Divers plan to clean Lake Tahoe (above) three days a week up to 25 feet.

Shutterstock.com/topseller

A team of divers recently removed 200 pounds of debris from Lake Tahoe in a single tank dive on the first day of a six-month effort to clean up the alpine lake.

Organized by a local nonprofit called Clean Up the Lake, the project aims to be the largest trash cleanup in Lake Tahoe’s history. Straddling the California-Nevada border, it gets about 20 million visitors per year. The dive team plans to dive three days per week from now until November to depths of about 25 feet, collecting rubbish along the 72-mile shoreline.

During the most recent cleanup, divers collected fishing poles, tires, aluminum cans and bottles, and much more. They unearthed 20 heavy or especially large items, like buckets of dried cement and car bumpers, that will need to be extracted at a later date by a boat with a crane.

“We are still learning not to be so wasteful,” Colin West, founder of Clean Up the Lake, tells AP News. “But unfortunately, as a species we still are, and there are a lot of things down there.”

West had been cleaning the beaches of Lake Tahoe for some time when a dive buddy told him about an underwater cleanup in 2018. During that dive, 600 pounds of trash had been pulled out of Lake Tahoe. This knowledge motivated the Stateline, Nevada resident to ramp up his efforts.

“I was blown away, and we started researching and going underneath the surface and we kept pulling up trash and more trash,” West says.
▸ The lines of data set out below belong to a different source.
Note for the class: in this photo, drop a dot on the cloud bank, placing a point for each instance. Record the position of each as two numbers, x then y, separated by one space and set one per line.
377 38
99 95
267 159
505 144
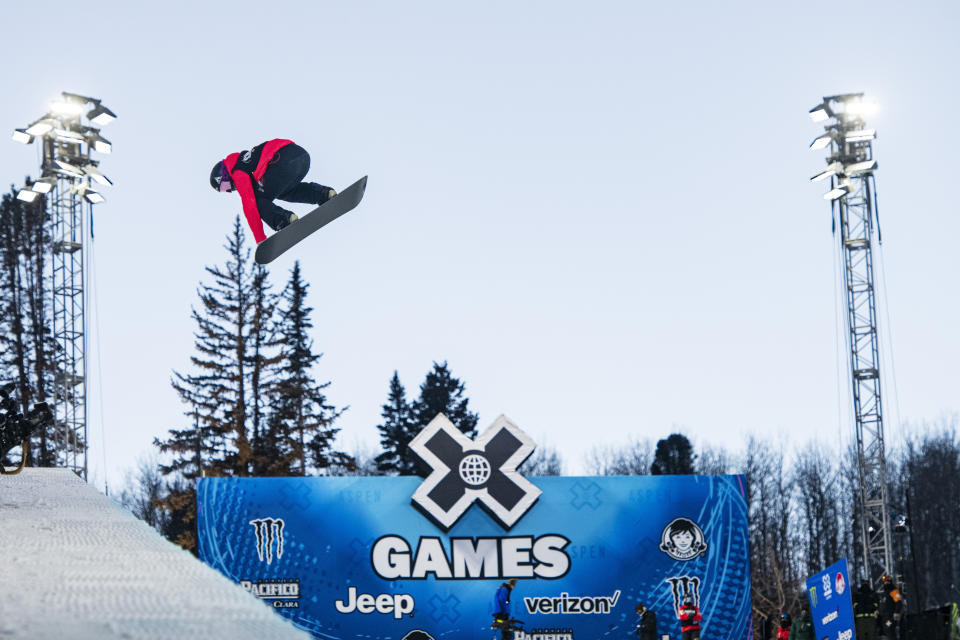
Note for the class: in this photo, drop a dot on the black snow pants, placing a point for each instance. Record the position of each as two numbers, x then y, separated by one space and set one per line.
283 180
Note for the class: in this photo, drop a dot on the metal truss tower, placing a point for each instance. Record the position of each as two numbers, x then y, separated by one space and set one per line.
850 169
68 172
Clean Up the Lake hosted its first debris dive September 2019.West’s team of divers, supported by kayakers, boaters and jet skiers removed more than 300 pounds of trash from the lake’s eastern shore and planned to continue up the shoreline during 2020.

The pandemic slowed progress, but the group continued to dive and collect litter as often as was safe. By the end of last summer, they had collected over four tons of trash from Lake Tahoe and neighboring Donner Lake.

The new, 6-month push to clean Lake Tahoe will cost $250,000, which are being covered by grants administered to Clean Up the Lake.